Nos momentos que o olhar é deslocado do processo para a construção da imagem das vítimas é perceptível duas posturas que afirmam esse descaso com a investigação. Uma delas é o fato da morte de Ron Goldman não receber tanta atenção quanto a de Nicole. Tudo é sobre os Simpsons e nada além deles importa. A  degradação de Nicole, por meio de revelações de sua vida pessoal, recebe juízo de valor diferente das revelações sobre seu marido. Ela fazer uso de ilícitos e ter uma vida sexual, tida como promíscua, é pior do que o ex-esposo (que não vivia muito diferente dela) – citado em denúncias de agressão contra ela nos 17 anos de relacionamento -, que era considerado charmoso e másculo.

Outra mulher atacada constantemente é a promotora Márcia. Ela é exposta e criticada, seja por suas roupas, penteados ou qualquer “vacilo” de sua vida pessoal. Até o fato de ser mãe e estar em processo de divórcio se torna uma arma para questionar a sua capacidade de atuação em um caso que demanda dedicação constante. Somado isso a sua confiança, que a trai ao fazê-la pensar que sabe qual a reação do público, ocorre o desgaste de sua imagem, mais uma influência na maneira como o caso foi visto.

Enquanto isso, pessoas como Cochran e O. J. foram ovacionadas como os detentores da verdade em suas representações impecáveis.

Como estabelecer as suas verdades

O trunfo da defesa foi a intolerância racial e as agressões da polícia de Los Angeles contra a população afro-americana. Ao utilizar disso para afirmar a inocência de seu cliente, Shapiro e Cochran conseguem expôr o racismo omitido, mas também prestam um desserviço a causa.

Revelar a população as fitas nas quais um policial admite forjar provas e agredir, deliberadamente negros, por que não gosta ou aceita a presença deles é o ato mais grandioso proveniente dessa investigação. Essa prova expôs ao mundo, que existe sim, uma perseguição a um grupo específico da população e que ele é um ato de discriminação explícita.

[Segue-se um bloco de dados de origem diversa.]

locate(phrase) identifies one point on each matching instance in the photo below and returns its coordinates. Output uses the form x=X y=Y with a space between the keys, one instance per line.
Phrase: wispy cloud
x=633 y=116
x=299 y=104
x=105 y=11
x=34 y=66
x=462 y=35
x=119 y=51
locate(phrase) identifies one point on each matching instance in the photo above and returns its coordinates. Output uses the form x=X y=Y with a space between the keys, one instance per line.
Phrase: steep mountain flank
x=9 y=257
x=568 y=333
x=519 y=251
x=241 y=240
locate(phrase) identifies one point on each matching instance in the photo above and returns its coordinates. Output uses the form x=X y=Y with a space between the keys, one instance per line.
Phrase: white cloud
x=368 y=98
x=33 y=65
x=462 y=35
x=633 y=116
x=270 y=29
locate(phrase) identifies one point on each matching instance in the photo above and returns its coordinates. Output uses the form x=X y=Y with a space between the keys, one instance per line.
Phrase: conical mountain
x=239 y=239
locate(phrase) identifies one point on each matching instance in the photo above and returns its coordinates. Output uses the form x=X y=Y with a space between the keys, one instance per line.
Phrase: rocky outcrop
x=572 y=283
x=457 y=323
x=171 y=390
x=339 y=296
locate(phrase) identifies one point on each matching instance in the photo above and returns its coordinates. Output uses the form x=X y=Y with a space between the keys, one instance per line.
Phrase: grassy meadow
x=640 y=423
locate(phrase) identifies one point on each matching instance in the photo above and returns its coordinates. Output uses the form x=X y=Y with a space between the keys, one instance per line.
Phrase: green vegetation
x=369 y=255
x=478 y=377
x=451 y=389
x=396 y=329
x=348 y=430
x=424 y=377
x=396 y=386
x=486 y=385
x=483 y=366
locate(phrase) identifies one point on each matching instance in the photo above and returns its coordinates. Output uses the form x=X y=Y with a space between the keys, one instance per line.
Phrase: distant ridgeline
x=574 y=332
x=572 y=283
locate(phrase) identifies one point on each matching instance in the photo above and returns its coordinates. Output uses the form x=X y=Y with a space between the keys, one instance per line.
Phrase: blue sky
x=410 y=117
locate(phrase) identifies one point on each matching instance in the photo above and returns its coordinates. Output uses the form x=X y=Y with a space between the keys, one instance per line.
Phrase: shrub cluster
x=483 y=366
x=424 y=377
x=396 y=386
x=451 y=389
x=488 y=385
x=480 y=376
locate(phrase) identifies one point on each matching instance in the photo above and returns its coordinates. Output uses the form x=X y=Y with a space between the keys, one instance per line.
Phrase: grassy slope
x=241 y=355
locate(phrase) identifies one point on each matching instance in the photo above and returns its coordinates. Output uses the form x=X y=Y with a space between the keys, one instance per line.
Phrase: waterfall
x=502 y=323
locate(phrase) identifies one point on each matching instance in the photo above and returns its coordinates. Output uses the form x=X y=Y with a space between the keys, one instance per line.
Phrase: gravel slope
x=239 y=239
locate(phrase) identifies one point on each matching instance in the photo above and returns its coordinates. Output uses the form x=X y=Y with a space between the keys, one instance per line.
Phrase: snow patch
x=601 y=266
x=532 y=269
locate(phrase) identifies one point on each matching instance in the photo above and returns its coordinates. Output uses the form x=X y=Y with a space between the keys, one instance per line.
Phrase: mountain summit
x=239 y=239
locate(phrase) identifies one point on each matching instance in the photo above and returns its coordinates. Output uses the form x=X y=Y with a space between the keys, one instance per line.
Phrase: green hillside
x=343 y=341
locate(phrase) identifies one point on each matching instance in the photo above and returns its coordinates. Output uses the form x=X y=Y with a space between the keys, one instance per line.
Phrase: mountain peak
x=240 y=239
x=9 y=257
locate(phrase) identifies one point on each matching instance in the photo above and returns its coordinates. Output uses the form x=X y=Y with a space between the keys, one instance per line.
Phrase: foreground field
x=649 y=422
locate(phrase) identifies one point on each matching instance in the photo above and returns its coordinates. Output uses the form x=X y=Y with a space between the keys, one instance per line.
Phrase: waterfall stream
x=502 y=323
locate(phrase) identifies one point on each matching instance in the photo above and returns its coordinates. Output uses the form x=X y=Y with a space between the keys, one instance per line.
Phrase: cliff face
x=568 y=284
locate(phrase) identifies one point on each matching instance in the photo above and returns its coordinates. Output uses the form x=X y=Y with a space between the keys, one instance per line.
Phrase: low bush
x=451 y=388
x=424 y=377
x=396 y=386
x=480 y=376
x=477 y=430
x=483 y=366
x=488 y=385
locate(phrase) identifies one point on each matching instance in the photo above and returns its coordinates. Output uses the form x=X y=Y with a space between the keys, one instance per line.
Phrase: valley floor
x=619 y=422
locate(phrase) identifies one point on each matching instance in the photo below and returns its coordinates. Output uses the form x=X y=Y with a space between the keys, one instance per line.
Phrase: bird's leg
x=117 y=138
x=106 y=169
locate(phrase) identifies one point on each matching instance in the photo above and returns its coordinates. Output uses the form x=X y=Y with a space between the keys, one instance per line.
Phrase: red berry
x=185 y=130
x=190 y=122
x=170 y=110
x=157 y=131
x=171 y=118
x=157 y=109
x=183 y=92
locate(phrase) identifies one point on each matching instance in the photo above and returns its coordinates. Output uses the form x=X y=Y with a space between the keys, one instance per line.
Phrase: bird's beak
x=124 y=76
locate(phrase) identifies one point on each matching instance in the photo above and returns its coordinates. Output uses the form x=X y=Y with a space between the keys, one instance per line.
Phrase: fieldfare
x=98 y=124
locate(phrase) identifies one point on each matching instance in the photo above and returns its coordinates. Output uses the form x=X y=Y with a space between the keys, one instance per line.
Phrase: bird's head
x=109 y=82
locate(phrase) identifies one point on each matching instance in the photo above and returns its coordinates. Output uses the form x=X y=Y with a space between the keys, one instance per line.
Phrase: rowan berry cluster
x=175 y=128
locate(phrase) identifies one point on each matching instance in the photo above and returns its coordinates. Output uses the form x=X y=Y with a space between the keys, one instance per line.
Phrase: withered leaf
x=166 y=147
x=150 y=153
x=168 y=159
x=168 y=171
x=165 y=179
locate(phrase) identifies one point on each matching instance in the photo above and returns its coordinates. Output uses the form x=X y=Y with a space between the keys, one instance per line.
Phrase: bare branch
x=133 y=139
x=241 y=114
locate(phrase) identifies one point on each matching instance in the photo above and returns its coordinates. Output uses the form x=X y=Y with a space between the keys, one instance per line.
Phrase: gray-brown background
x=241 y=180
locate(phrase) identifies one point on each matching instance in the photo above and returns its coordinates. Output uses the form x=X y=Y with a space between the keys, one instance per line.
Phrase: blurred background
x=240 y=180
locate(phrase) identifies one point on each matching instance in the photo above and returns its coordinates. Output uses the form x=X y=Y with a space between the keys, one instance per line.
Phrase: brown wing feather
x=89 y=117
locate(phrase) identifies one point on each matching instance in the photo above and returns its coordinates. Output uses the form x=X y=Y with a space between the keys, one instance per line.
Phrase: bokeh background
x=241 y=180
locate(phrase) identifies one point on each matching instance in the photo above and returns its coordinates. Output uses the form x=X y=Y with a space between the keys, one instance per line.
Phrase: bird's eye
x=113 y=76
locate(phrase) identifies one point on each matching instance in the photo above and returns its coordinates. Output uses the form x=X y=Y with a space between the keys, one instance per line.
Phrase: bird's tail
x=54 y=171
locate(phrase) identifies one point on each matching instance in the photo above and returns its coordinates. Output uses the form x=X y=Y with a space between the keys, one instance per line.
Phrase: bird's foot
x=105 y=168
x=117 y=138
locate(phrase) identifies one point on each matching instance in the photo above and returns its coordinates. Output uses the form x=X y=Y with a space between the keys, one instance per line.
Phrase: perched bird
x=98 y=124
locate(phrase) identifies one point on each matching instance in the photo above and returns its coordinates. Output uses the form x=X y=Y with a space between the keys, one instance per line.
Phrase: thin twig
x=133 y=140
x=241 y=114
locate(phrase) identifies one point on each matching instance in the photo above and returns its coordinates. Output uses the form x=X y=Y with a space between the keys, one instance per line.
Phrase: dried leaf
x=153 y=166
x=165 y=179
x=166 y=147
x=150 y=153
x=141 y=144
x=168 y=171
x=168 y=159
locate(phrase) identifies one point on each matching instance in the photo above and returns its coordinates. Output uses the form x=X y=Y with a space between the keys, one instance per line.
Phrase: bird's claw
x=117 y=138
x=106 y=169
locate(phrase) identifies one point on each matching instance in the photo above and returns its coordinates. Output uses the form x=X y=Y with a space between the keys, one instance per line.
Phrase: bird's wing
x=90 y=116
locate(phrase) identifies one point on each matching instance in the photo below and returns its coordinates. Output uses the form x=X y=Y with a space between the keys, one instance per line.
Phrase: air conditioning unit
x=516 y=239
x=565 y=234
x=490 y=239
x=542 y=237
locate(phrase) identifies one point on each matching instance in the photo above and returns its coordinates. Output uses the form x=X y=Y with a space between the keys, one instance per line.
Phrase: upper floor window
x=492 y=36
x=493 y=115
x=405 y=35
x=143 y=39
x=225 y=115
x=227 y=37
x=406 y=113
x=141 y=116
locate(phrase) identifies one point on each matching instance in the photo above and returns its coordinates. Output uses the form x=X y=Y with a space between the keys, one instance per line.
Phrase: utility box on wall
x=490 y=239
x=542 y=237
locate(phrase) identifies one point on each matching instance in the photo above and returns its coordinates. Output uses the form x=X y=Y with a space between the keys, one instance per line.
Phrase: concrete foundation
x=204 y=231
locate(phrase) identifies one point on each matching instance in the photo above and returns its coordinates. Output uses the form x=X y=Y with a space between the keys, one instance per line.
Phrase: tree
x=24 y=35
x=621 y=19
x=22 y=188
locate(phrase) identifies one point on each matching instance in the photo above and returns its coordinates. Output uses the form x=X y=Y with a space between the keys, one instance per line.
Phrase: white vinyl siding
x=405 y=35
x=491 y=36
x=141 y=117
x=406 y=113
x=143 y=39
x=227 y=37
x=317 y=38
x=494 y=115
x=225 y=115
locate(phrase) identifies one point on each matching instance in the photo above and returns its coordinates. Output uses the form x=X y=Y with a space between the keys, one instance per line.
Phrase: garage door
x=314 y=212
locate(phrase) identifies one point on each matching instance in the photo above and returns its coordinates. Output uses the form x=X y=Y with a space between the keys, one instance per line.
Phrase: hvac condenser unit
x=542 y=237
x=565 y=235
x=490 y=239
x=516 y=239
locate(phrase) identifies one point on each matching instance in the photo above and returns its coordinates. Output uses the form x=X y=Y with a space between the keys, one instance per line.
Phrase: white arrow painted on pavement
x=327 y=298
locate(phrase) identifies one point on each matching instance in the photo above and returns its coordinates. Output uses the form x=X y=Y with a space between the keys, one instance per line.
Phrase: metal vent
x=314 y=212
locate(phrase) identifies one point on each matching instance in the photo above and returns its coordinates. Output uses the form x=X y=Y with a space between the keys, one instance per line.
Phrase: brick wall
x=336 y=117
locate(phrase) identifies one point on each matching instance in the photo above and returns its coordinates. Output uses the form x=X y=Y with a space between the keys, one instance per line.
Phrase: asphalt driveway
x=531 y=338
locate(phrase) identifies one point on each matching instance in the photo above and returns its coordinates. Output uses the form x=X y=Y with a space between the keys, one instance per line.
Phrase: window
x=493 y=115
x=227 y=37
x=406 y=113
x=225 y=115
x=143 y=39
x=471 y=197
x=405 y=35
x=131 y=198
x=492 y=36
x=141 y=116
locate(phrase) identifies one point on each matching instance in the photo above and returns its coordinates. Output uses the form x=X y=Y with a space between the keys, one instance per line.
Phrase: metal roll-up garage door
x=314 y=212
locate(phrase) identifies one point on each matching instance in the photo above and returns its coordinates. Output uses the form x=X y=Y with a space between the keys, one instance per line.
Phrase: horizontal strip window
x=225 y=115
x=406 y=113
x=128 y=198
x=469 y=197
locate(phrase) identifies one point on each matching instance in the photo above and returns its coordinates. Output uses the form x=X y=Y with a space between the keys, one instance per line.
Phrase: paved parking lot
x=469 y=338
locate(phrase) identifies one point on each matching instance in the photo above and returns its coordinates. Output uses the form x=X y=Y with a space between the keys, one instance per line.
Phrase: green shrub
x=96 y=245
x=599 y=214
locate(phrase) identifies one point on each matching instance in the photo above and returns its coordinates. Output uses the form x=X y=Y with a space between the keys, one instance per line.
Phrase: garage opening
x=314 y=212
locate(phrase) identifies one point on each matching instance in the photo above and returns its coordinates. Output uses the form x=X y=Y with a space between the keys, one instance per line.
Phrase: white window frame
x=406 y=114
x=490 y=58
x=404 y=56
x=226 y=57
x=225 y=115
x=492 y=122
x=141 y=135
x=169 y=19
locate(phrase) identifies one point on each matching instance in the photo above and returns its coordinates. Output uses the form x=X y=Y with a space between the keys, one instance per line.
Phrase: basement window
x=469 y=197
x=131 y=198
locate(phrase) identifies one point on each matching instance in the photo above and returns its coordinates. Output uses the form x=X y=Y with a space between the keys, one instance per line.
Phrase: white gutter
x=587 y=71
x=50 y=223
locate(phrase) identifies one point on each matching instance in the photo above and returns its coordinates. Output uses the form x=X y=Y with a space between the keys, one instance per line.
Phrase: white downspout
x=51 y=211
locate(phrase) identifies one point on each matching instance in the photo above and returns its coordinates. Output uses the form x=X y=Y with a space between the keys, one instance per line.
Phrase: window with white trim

O desserviço vem do fato desses mesmos advogados, aproveitarem do medo de uma “guerra civil” para moldar a opinião pública. A etnia de Simpson é sobreposta às provas, ao seus antecedentes de agressão e ao compromisso com a verdade. O que faz com que ele seja inocente é o controle que se tem dos sentimentos de um grupo que há muito tempo vem sendo exterminado. É o controle do inocente útil, naquele momento, necessário àquela situação.

Do outro lado, a acusação também usa de uma outra pessoa negra, como componente do “time” para afirmar que não pretende discriminar ninguém. A postura dos envolvidos visa a manutenção de seus egos narcisistas e de suas perfeitas carreiras. Mais uma vez, a afirmação de que naquele julgamento, o que importa é a maneira como as coisas são vistas e não o que elas realmente são.

Hoje, após 24 do ocorrido, diante de livros, filmes e outro materiais sobre o caso, podemos perceber o quanto o julgamento de O. J. Simpson foi confuso. Não há uma verdade, mas algumas necessidades que foram remediadas naquele momento. Quanto a justiça, cada um a denomina da maneira que lhe convém.